To determine whether the responses of muscle protein metabolism to insulin
and amino acids in patients with insulin-dependent diabetes mellitus (IDDM)
were different from those in nondiabetic subjects, leg tissue kinetics of
[15N]phenylalanine and [1-13C]leucine and its metabolites were measured in
eight insulin-withdrawn IDDM patients and eight nondiabetic subjects during
basal insulinemia and during infusion of insulin (0.29 nmol.min-1.m-2). The
diabetic patients were studied in the absence of amino acids, and both
groups were studied during infusion of a mixed-amino acid solution (AA). In
the diabetic patients, insulin alone and combined with additional AA
reduced leg tissue phenylalanine release by 42 and 41%, respectively (both
P less than 0.05), but uptake was unchanged.
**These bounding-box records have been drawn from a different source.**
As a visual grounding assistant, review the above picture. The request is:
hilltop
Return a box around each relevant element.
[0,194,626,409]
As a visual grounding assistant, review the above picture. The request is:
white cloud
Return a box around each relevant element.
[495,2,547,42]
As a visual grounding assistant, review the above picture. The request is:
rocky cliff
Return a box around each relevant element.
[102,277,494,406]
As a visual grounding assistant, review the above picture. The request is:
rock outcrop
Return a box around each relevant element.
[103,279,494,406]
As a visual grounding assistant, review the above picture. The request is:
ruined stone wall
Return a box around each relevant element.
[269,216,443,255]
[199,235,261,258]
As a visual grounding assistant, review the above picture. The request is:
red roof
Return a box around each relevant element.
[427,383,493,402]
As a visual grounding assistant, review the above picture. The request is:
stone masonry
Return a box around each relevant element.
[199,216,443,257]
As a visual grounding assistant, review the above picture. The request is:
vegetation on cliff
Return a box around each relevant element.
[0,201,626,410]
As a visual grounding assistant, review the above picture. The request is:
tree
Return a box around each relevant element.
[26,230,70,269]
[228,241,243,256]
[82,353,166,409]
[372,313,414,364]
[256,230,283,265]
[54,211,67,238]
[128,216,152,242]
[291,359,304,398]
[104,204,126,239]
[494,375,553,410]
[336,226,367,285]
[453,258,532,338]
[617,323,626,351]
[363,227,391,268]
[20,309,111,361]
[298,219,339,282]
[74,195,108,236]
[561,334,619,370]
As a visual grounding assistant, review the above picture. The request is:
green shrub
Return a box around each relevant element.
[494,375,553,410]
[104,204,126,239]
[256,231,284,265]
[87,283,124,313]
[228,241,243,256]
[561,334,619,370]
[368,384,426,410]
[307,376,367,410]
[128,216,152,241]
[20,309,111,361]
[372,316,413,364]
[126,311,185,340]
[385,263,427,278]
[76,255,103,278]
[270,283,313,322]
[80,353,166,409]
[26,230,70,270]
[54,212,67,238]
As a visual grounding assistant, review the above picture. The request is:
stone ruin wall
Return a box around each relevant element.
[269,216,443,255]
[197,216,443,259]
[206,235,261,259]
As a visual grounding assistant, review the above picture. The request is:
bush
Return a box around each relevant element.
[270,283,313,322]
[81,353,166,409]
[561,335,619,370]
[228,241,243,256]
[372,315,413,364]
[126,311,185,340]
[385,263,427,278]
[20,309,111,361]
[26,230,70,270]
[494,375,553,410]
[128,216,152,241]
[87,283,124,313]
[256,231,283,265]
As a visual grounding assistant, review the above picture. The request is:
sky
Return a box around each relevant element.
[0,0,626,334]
Leg tissue leucine oxidation
was unchanged by insulin alone but was increased (P = 0.012) fourfold
during insulin infusion with additional AA. In the nondiabetic subjects,
insulin with AA infusion increased leg tissue phenylalanine uptake (45.7
+/- 7.5 to 73.1 +/- 7.3 nmol.min-1.100 g-1, P less than 0.01).
Insulin-stimulated glucose uptake in the diabetic patients (1.60 +/- 0.28
mumol.min-1.100 g-1, P = 0.04). These results suggest that, in IDDM
patients, 1) infusion of insulin fails to stimulate muscle protein
synthesis even when combined with a substantially increased provision of
AA, and 2) compared with nondiabetic subjects, muscle protein synthesis as
well as glucose uptake exhibit blunted responses to insulin.